Arizona vineyard history
The first Arizona experimental vineyard was started in 1973 by Dr. Gordon Dutt and Blake Brophy. In 1979, Dutt decided to plant Arizona's first commercial vineyard and in 1983 opened a winery. The 25-acre Sonoita Vineyards is still in operation today just outside Elgin.
Petit Verdot grapes await the rains of a morning storm heading to Callaghan Vineyards. This is just one of the 20 to 25 varieties grown at this Southeast Arizona vineyard.
ALL PHOTOS COURTESY OF CALLAGHAN VINEYARDS
Harold Callaghan made wine at home for a few years before deciding he wanted to make it a business. He was familiar with Dutt's experiments and successes and decided to look for some land in that same area. In 1988 he purchased some land. Then, in the spring of 1990, Harold, his wife, Karen, and son, Kent, formed a family partnership and planted the first 17 acres of Callaghan Vineyards. They produced their first vintage of 300 cases of wine in 1991. Kent started buying out his parents in 1996 and is now the sole owner, as well as chief viticulturist, winemaker and vintner.

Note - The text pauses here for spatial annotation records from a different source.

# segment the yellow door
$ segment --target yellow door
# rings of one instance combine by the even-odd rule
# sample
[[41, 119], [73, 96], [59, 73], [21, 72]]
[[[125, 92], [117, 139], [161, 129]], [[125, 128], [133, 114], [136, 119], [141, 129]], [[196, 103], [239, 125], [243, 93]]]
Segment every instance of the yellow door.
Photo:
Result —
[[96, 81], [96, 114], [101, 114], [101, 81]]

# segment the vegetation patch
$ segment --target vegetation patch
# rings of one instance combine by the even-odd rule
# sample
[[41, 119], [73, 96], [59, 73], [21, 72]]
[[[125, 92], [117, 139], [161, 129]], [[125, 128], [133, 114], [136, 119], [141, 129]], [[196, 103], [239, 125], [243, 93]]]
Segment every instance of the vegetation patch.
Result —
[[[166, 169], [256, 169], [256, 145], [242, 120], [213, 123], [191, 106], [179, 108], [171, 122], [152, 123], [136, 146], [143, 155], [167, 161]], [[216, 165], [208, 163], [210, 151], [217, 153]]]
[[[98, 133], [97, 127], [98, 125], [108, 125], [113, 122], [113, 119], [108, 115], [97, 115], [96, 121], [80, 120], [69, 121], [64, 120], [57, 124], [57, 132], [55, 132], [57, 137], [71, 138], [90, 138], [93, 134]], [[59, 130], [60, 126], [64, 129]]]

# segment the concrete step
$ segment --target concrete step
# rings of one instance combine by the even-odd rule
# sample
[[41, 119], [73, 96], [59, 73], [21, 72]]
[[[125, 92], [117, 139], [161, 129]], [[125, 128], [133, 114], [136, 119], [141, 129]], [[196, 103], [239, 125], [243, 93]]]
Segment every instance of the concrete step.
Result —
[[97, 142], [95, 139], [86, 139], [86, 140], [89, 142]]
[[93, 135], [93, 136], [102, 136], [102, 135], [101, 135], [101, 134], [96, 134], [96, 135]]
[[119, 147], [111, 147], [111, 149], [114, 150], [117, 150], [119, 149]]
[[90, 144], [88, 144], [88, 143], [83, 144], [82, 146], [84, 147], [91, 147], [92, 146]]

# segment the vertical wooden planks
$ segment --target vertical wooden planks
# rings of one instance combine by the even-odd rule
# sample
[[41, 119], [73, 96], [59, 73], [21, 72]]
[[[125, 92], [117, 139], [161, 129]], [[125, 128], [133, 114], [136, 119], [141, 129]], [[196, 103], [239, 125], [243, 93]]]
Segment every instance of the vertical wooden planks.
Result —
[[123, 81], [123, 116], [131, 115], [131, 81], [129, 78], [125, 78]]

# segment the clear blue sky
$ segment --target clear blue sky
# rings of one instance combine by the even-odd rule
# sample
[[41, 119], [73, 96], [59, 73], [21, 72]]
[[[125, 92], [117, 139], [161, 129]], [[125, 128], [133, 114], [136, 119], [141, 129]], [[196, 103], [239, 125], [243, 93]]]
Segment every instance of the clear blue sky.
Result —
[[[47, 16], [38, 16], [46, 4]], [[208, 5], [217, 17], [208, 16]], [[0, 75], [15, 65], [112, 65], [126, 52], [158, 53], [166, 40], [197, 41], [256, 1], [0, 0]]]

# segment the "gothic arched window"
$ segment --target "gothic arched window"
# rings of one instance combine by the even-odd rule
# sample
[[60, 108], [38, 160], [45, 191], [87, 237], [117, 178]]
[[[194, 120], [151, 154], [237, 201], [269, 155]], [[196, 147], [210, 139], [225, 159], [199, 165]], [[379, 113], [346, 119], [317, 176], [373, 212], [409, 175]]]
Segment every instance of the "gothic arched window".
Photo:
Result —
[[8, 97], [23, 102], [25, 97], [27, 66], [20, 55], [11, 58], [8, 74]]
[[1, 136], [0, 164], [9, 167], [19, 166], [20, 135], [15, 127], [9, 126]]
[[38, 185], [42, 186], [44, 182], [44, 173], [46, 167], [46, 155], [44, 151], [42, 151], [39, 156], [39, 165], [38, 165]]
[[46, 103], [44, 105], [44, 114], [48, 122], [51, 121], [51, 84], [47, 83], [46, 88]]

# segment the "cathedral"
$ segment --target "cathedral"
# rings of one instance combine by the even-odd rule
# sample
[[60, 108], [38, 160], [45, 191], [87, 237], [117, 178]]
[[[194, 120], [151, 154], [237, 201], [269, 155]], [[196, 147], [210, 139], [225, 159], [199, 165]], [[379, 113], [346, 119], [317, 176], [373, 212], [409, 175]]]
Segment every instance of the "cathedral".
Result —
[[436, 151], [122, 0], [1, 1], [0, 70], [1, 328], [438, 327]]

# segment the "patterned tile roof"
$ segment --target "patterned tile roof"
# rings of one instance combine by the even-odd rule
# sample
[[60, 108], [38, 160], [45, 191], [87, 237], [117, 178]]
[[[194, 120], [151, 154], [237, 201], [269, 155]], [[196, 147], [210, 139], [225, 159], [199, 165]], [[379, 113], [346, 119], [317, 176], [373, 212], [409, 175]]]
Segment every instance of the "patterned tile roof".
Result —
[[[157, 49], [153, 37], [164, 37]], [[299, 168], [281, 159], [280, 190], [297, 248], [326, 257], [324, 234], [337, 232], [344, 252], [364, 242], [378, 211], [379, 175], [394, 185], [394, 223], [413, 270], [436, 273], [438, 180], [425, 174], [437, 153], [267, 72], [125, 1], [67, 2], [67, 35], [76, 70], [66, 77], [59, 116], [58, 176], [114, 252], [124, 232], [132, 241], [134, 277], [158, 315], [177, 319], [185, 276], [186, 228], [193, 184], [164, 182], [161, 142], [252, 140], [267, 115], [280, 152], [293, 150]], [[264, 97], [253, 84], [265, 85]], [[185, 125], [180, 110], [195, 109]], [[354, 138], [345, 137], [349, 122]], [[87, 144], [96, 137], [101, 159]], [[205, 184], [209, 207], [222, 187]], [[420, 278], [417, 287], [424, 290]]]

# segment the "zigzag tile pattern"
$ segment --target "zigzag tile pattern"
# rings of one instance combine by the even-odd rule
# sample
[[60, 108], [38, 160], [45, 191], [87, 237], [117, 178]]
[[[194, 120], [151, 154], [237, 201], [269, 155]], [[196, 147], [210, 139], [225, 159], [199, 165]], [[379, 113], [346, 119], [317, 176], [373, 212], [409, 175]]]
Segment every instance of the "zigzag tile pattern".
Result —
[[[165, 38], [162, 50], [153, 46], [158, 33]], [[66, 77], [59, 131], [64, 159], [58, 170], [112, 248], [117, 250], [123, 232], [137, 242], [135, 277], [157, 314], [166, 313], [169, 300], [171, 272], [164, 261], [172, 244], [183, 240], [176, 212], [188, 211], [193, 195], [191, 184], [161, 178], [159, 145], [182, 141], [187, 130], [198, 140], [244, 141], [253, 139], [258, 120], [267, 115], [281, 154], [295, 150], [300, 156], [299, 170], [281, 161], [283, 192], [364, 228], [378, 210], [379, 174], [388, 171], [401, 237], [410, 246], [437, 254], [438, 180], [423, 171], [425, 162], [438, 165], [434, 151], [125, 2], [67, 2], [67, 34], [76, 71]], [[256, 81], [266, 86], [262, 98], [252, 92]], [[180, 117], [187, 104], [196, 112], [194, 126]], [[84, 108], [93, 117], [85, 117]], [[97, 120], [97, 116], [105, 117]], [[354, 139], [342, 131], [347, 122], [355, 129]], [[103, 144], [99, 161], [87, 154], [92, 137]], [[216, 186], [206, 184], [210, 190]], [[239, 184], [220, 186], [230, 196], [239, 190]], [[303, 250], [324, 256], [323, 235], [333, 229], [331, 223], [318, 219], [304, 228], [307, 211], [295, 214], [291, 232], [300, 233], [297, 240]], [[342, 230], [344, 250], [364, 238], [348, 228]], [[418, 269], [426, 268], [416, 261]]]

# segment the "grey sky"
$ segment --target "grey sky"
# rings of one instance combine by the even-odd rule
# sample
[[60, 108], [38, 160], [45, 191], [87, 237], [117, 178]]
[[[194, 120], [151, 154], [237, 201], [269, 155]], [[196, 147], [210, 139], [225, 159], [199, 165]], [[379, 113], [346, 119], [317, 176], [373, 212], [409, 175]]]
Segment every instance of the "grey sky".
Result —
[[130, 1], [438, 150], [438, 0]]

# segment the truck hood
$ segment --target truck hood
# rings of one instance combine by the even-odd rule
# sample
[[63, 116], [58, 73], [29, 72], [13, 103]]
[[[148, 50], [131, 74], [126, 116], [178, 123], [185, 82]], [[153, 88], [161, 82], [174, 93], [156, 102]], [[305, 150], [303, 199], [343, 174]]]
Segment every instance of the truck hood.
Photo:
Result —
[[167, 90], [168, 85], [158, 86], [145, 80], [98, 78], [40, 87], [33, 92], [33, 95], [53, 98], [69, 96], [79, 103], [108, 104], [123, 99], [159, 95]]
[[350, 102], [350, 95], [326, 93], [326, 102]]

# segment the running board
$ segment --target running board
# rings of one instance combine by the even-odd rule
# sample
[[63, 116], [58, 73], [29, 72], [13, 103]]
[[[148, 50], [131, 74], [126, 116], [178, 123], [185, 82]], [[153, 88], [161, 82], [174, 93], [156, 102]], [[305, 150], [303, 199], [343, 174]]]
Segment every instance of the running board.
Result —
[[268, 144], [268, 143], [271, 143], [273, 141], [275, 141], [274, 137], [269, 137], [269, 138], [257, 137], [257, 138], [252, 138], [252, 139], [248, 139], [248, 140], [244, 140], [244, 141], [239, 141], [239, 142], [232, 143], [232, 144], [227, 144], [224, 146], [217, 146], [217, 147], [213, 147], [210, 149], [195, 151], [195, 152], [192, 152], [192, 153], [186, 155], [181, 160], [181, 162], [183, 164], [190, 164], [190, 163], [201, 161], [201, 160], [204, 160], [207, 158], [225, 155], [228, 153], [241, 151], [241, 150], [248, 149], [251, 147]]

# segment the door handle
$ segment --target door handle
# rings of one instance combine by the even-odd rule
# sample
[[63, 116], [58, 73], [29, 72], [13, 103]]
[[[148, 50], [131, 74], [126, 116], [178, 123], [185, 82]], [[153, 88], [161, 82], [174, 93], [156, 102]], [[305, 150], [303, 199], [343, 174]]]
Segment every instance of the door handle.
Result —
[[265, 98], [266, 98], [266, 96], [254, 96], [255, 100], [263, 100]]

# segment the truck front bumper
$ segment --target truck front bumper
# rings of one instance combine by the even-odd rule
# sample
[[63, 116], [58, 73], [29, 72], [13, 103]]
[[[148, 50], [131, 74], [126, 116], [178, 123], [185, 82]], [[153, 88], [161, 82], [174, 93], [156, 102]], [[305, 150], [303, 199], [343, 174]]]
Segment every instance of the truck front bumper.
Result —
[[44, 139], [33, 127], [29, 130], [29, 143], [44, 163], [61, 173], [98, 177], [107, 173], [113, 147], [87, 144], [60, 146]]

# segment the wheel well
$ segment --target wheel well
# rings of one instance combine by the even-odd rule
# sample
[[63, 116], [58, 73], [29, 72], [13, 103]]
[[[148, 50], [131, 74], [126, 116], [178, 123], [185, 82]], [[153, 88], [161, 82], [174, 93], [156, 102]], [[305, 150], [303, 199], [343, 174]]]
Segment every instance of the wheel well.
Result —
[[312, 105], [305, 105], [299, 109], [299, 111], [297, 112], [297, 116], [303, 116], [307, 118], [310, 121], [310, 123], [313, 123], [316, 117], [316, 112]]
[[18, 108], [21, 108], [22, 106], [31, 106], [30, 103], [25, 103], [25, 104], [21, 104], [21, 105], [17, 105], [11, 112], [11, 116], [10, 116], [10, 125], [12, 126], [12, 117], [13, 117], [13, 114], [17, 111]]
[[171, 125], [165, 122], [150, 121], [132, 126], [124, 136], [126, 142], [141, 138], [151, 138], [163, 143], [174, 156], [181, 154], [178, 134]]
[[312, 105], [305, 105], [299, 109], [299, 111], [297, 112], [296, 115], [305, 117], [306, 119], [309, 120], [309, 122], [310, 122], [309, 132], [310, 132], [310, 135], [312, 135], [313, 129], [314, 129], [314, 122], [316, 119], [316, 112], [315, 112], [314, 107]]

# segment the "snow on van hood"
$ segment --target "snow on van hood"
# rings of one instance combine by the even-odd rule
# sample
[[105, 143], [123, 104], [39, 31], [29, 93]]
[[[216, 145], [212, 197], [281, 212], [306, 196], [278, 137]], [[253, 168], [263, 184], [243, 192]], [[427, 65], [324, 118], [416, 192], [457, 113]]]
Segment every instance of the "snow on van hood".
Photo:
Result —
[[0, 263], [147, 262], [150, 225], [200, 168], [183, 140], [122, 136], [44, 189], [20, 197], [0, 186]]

Kent Callaghan - viticulturist
Callaghan says the soil in the Sonoita-Elgin area is a sandy, gravelly clay loam. It is an iron-rich red soil that is also high in bicarbonates. It is low in nitrogen, zinc and phosphorus. Callaghan states, "It is very similar to some of the best grape growing soils of Spain." The water in the area is also high in bicarbonates. Phosphoric acid is injected into the irrigation water to counter the bicarbonates and increase the phosphorus. Magnesium sulfate and zinc sulfate are applied as foliar sprays. He used to apply a fair amount of nitrogen, but doesn't anymore. He found it produced too much vine and leaf growth and didn't help the fruit. He started tissue testing and determined that enough nitrogen was present in the rain so additional applications aren't necessary.
Callaghan frequently grafts new varieties on old vines as part of his continuing effort to grow varieties better suited to the area. Here is a Graciano grape grafted on a zinfandel. He switched his zinfandel plot to Graciano in 2009.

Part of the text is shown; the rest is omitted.